そしてこの屋敷に来てからずっと、僕達の傍に付かず離れず居てくれる鼠が、
「この宝物庫にある通路は、万一に備えて、この先に行くと左右に分かれて居るんだ。右に行けば王宮の王様の部屋の下に繋がって居る。左に行けば、この屋敷の裏の森の奥の洞窟に繋がって居る。但しこの屋敷の者が前の公爵の同様、良からぬ事を企んだ時、この通路は直ぐに塞いでしまう。」と伝えて欲しい。と言われた。
僕は、その鼠の言葉をそのままデイトス様に伝えると、
「分かった。みんなには重ね重ね世話になります。その言葉もこの宝物庫同様、代々の当主に語り継ぐ事とする。」と、デイトス様は鼠に答えた。

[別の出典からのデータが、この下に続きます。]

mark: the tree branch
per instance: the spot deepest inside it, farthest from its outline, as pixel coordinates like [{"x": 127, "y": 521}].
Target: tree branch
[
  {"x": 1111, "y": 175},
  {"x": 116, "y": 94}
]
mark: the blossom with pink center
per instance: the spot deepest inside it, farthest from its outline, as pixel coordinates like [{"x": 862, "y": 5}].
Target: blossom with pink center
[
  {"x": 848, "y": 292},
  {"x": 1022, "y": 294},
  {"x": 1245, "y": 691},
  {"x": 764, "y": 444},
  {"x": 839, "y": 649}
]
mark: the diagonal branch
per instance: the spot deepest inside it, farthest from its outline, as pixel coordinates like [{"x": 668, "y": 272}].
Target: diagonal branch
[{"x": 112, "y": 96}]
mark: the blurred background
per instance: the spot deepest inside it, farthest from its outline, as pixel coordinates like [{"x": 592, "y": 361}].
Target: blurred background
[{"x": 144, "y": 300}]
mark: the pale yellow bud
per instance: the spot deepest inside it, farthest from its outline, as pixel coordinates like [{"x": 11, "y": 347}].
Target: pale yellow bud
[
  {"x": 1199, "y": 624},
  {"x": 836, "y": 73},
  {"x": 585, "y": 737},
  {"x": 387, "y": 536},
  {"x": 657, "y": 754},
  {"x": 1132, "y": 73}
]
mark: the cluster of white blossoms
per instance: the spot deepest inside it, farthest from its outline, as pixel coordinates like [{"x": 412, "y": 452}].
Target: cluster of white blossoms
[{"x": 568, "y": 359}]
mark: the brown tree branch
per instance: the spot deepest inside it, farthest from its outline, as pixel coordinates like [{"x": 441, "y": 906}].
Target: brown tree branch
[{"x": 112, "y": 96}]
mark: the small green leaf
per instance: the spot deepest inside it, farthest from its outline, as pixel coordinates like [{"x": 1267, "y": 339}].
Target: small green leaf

その後この宝物庫を出ると、僕は部屋に戻り朝までぐっすりと眠った。
翌朝目が覚めると、皆さんとゆっくり朝食を頂いた。後挨拶を済ませると、デイトス様から僕に馬車を一台頂いた。馬はブラック2とブラウン2を付けてくれた。
僕は、皆さんに見送られ馬車に乗ってお屋敷を後にした。
その後僕は、先日の約束通り、市場奥のコランさん一家を訪ねた。
「おはようございます。先日のお約束通り伺わせて頂きま、し、た、が……⁈」
居ない。店も空っぽ、家の中も空っぽ、中に入ったが人が居る気配も無い。
「そうか、これがコランさん一家の返事だったんだな。」
仕方ないコランさんは諦めよう。そう思い、家を出て馬車に向かって歩き出すと、後ろから、何か大きな物が突然ぶつかって来た。

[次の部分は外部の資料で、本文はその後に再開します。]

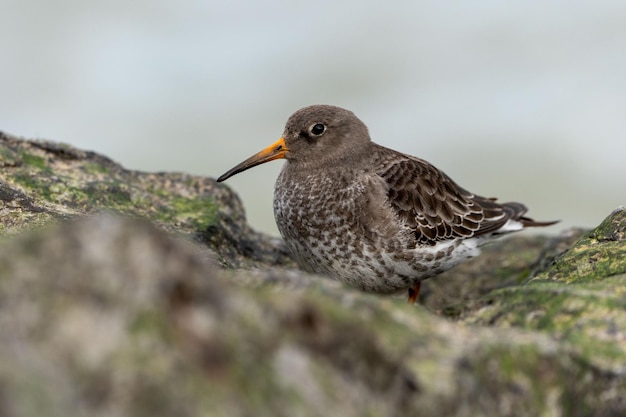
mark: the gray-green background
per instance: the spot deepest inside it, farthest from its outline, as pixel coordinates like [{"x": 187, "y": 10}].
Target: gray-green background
[{"x": 525, "y": 101}]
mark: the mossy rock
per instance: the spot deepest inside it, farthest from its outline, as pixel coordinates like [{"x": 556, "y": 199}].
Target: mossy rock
[{"x": 179, "y": 308}]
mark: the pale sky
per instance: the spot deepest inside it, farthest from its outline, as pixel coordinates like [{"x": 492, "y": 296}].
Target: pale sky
[{"x": 522, "y": 101}]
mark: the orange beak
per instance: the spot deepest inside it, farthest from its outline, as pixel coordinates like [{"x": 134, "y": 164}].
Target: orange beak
[{"x": 276, "y": 150}]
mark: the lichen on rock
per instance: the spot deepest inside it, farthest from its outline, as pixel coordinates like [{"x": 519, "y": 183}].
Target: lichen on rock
[{"x": 168, "y": 303}]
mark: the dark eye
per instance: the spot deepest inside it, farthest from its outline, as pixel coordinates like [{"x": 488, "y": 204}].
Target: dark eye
[{"x": 318, "y": 129}]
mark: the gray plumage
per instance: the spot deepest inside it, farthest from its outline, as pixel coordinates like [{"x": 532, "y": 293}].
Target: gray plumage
[{"x": 367, "y": 215}]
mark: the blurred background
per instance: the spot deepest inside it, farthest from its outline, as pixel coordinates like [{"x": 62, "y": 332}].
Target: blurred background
[{"x": 524, "y": 101}]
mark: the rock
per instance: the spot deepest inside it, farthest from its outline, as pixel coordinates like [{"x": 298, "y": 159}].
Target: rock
[
  {"x": 133, "y": 313},
  {"x": 43, "y": 181}
]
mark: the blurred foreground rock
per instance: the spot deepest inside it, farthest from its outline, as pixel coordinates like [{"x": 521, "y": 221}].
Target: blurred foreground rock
[{"x": 132, "y": 312}]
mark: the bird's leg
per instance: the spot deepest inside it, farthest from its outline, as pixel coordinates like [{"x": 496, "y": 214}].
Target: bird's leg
[{"x": 414, "y": 291}]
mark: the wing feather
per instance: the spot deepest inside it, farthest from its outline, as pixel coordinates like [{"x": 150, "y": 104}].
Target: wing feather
[{"x": 435, "y": 207}]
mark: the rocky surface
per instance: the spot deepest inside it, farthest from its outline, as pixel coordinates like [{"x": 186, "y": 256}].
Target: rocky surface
[{"x": 169, "y": 304}]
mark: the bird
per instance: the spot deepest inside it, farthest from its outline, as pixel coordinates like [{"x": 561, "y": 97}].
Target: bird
[{"x": 369, "y": 216}]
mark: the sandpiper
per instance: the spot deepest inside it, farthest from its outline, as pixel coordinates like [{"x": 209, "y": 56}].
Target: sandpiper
[{"x": 372, "y": 217}]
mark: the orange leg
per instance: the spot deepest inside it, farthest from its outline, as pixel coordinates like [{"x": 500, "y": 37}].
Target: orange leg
[{"x": 414, "y": 291}]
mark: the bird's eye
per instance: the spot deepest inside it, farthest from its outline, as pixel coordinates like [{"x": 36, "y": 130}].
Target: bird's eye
[{"x": 318, "y": 129}]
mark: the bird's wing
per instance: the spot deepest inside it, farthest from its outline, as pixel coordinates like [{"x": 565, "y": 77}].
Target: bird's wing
[{"x": 436, "y": 208}]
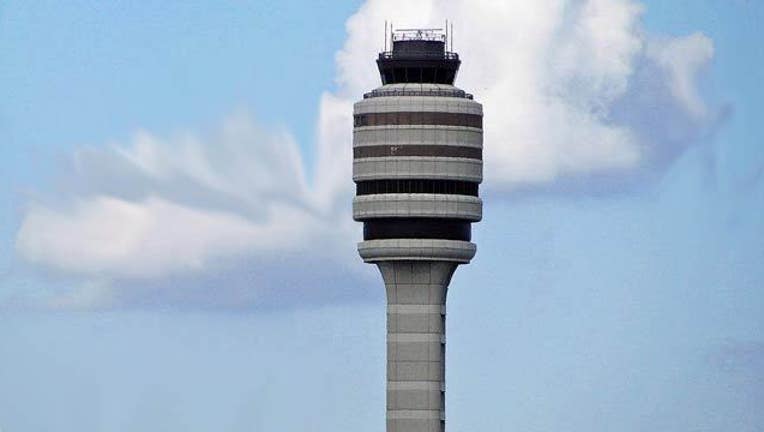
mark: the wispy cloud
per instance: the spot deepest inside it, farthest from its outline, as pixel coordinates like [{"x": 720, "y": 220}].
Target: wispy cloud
[{"x": 573, "y": 91}]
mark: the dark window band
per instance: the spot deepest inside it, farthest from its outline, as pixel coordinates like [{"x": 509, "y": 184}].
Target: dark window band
[
  {"x": 418, "y": 118},
  {"x": 449, "y": 187},
  {"x": 424, "y": 228},
  {"x": 417, "y": 150}
]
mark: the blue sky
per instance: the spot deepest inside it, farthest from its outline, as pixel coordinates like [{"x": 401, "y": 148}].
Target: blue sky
[{"x": 628, "y": 300}]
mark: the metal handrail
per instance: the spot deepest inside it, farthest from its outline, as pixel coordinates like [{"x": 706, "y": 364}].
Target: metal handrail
[
  {"x": 402, "y": 92},
  {"x": 386, "y": 55}
]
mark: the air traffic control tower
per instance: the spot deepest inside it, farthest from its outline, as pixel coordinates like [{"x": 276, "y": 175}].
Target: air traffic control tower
[{"x": 417, "y": 164}]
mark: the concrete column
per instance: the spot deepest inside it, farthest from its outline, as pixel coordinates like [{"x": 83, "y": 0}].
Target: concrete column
[{"x": 416, "y": 343}]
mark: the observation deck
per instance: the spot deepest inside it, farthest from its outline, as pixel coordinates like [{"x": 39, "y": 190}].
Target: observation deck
[{"x": 418, "y": 56}]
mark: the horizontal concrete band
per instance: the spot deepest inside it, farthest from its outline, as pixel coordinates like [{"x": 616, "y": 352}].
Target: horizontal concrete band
[
  {"x": 419, "y": 135},
  {"x": 415, "y": 385},
  {"x": 416, "y": 250},
  {"x": 406, "y": 370},
  {"x": 416, "y": 309},
  {"x": 417, "y": 150},
  {"x": 417, "y": 205},
  {"x": 416, "y": 414},
  {"x": 415, "y": 337},
  {"x": 416, "y": 167}
]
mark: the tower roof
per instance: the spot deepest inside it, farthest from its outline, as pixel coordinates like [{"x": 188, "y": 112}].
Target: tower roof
[{"x": 418, "y": 56}]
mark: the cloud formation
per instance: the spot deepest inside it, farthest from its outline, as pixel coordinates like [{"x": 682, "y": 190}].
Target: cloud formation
[{"x": 572, "y": 90}]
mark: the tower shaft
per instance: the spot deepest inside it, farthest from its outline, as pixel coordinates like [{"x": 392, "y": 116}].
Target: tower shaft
[{"x": 416, "y": 344}]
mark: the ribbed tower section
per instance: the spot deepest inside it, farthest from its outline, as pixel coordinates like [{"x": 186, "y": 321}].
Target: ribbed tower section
[{"x": 417, "y": 164}]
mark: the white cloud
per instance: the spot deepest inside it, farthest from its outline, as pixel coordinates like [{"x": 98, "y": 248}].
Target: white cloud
[{"x": 571, "y": 89}]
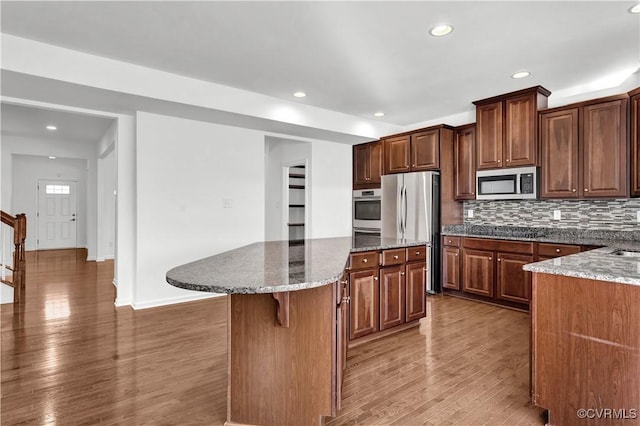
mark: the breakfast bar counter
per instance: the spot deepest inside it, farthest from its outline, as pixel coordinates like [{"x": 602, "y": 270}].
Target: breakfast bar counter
[{"x": 283, "y": 324}]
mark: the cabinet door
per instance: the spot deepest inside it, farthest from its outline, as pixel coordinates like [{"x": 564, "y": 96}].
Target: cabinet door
[
  {"x": 514, "y": 284},
  {"x": 451, "y": 268},
  {"x": 396, "y": 154},
  {"x": 559, "y": 140},
  {"x": 635, "y": 145},
  {"x": 392, "y": 298},
  {"x": 604, "y": 150},
  {"x": 520, "y": 141},
  {"x": 477, "y": 272},
  {"x": 489, "y": 134},
  {"x": 363, "y": 306},
  {"x": 465, "y": 163},
  {"x": 425, "y": 150},
  {"x": 361, "y": 164},
  {"x": 416, "y": 304},
  {"x": 375, "y": 160}
]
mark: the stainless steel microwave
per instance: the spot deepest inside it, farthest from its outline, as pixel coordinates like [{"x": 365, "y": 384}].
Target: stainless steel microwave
[
  {"x": 517, "y": 183},
  {"x": 367, "y": 209}
]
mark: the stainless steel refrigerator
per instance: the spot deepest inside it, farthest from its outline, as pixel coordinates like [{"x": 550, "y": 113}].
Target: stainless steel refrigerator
[{"x": 411, "y": 211}]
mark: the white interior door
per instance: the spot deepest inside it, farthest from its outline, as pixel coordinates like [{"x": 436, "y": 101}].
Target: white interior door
[{"x": 57, "y": 214}]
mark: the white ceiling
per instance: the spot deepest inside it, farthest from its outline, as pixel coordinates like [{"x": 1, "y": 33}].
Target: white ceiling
[
  {"x": 31, "y": 122},
  {"x": 352, "y": 57}
]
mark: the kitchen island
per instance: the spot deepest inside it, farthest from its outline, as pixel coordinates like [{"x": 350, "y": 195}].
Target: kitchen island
[
  {"x": 283, "y": 325},
  {"x": 586, "y": 336}
]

慌てて後ろを振り向くと、コンタ君が凄い笑顔で僕を見上げていた。
「お兄ちゃん。僕達お兄ちゃんと一緒に行くんだ。」
「え! でも、お父さん達はお家に居なかったよ。」
と言いながら、頭を上げ、今出て来た、コランさんの家の方を見ると、隣の家からコランさんとフレンさんが顔を出し、頭を下げて居た。
コンタ君と一緒に今来た道を戻ると、隣の家のリリアさんを紹介された。
コランさんのお話を要約すると、コランさん一家は、あの後直ぐに、僕と一緒に来てくれる事を決め、家の片付けを始めたそうだ。

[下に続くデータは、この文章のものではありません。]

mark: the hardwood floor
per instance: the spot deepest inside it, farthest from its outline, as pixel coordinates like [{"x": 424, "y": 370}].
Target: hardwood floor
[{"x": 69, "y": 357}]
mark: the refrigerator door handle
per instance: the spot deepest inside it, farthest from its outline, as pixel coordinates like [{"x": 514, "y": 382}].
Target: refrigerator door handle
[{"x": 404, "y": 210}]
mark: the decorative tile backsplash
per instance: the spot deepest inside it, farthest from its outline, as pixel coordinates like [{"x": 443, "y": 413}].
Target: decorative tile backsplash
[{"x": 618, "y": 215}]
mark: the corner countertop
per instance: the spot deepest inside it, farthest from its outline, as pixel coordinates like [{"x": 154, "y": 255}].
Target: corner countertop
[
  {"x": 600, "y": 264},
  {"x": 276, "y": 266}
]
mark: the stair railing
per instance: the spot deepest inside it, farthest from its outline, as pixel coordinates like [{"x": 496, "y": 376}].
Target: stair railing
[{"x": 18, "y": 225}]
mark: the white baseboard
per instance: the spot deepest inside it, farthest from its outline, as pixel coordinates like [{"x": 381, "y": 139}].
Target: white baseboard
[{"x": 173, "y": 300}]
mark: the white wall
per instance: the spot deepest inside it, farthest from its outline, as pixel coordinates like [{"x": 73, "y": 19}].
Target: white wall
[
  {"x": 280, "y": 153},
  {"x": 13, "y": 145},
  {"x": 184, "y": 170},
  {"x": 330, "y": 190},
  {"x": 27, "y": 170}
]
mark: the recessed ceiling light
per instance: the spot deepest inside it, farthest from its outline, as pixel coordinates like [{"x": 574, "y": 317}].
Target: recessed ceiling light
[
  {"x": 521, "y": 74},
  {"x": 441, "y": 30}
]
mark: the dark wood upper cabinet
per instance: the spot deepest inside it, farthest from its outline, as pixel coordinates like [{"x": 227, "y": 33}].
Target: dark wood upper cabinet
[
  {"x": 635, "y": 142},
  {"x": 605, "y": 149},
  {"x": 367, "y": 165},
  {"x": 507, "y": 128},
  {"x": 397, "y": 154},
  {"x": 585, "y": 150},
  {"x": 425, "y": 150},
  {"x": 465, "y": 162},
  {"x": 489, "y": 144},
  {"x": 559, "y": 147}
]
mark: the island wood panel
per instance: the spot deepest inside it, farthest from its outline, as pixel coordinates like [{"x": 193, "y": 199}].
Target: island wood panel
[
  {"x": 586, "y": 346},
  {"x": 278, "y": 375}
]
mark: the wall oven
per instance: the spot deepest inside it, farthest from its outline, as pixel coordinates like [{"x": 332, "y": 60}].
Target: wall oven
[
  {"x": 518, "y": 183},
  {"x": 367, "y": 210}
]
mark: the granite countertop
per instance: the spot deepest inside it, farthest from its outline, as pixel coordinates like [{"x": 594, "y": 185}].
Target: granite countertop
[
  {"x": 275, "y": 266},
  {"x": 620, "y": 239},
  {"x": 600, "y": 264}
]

近所の方々に声を掛け、家財や店に有る物を持って行って貰って居たそうだ、すると、隣のリリアさんも一緒に行きたいと言い出し、聞かなかったそうで、自分の店や、家の家財道具まで一緒にみんなに譲ってしまい、今では身の回りの物しか残して居なかった。
仕方が無いけど、簡単には連れて行けない。そう思い鼠に、この人の事を訪ねて見る事にした。
「グレンこの人は、信用していいよ。元々この人は、この王都でも指折りの大きな薬種問屋を切盛りしていたんだ。が、ご主人がお人好しで、仲間に騙され、店を無くしてしまった。その時ご主人と、息子は居なくなってしまい、一人で、この店を創めると、彼女の人柄に、お客が着いて、このままでも、店は大きく出来る位の蓄えは有る筈だよ。」
そうなんだね。そんなに、人に愛される方なら、僕にとっては大きな戦力になりそうだ。
「分かりました。リリアさんですね。僕はグレンと言います。宜しくお願い致します。では、改めて、僕と一緒に辺境の地に来て頂けますか。」
「はい。ありがとうございます。どうぞ一緒に連れて行って下さい。お願い致します。」
「コランさん、皆さんも僕と一緒に来て貰えますか?」
「はい。よろしくお願いいたします。」
「では、少し言った所に馬車を待たせています。其方迄お願いします。それとお荷物は、何方に有りますか?」
「お恥ずかしいですが、たいした物は無かったので、此れだけです。」
「私も、此れだけしか有りません。」
「分かりました。では、此れは僕が直して行きましょう。必要な時は遠慮なく言って下さい。
直ぐに出しますので。」と言うと、其処に有る家財を収納し、みんなで馬車まで向かい乗り込むと、王都を出発した。
王都に来た時と同様、三日掛け、領地に着いた。
デイトス様からケイト様に、僕が王都で見つけた、執事としてコランさん、一家を連れて帰ると知らせが届いて居たらしく、リバー様が使っていた屋敷で、直ぐにでも生活が出来る様に、シルビア様が全て手配を済ませてくれて居た。
僕の屋敷も全てシルビア様の手によって、家具や調度品が整えられ、使用人迄揃えられていた。
ケイト様は、警備兵や、侍従達、それと馬や、馬車の準備を進めてくれていた。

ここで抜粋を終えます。